War: Stories Of Conflict, edited by Michael Morpurgo

A sensitive collection for the children of an uncertain world

Nicholas Tucker
Wednesday 17 July 2013 21:52

There are fine stories about fighting in Iraq (Celia Rees) and conflict in Palestine (Elizabeth Laird), but it's still the Second World War to which most writers turn. Only Geraldine McCaughrean, as always, steps away, to the Crusades. Otherwise, Hitler remains synonymous with history for young readers.

That said, there are some excellent offerings on this theme, particularly from older authors who were there. Nina Bawden writes beautifully about an Italian prisoner working on a farm. Eva Ibbotson is equally impressive. Her tender story features a refugee child who prefers to stay with the family who looked after her rather than return home in 1945. Both stories have a ring of truth, drawing on autobiography. The editor, Michael Morpurgo, writes a fine story about facial disfigurement, a topic not featured in most lavishly illustrated war books.

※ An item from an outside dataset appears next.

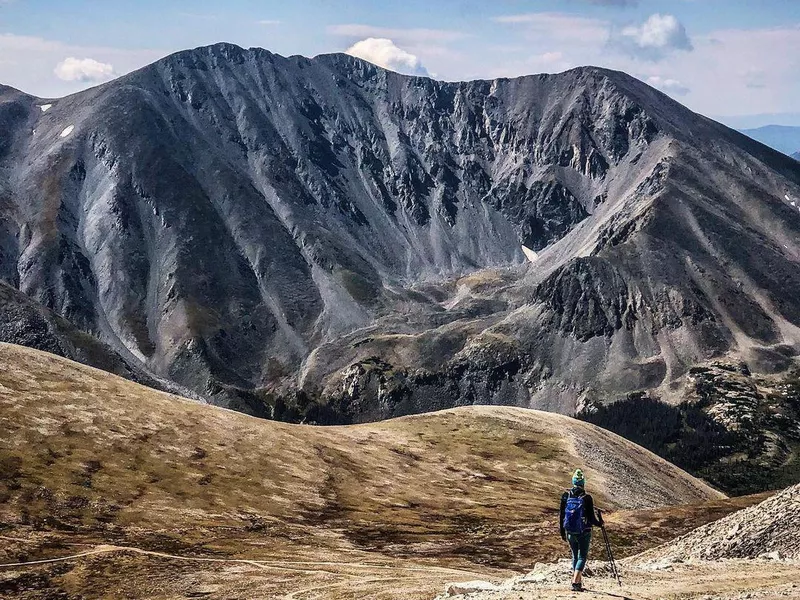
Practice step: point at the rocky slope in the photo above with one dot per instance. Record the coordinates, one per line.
(319, 239)
(738, 430)
(766, 530)
(88, 460)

The most disturbing piece is not a story at all. Written by the late Robert Westall, it describes his military service in Egypt during the Suez War of 1956. As he puts it: "I shall always be grateful for my tiny war, because it led me into wickedness. If a writer doesn't understand wickedness from the inside, he's only half a writer, and all his villains will be cardboard cut-outs."

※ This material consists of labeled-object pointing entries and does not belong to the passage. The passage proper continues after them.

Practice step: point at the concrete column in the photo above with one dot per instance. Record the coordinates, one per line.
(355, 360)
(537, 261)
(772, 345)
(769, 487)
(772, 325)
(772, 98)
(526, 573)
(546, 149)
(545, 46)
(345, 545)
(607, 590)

The wickedness refers to the behaviour of some National Servicemen who nearly massacred a village after their lorry got stuck behind a flock of sheep. Panicking about what looked like an ambush, an already half-mad gunner opened up indiscriminately. The gun jammed and no one was killed. But Westall remembers how he did nothing to stop the man. How many soldiers in Iraq today will have had a similar experience?

Only two stories don't work. The rest, recognising that war is now a crossover experience, appeal to adult and child readers alike. Some are briefly introduced by their authors, others speak for themselves. There are lighter moments: Michelle Magorian recalls repertory theatre in 1945 and George Layton looks back wryly at the experience of a boy sent to a children's home in Morecambe to put on more weight. This collection is just the thing for readers looking for something a bit different from the latest instalment of magical fantasy.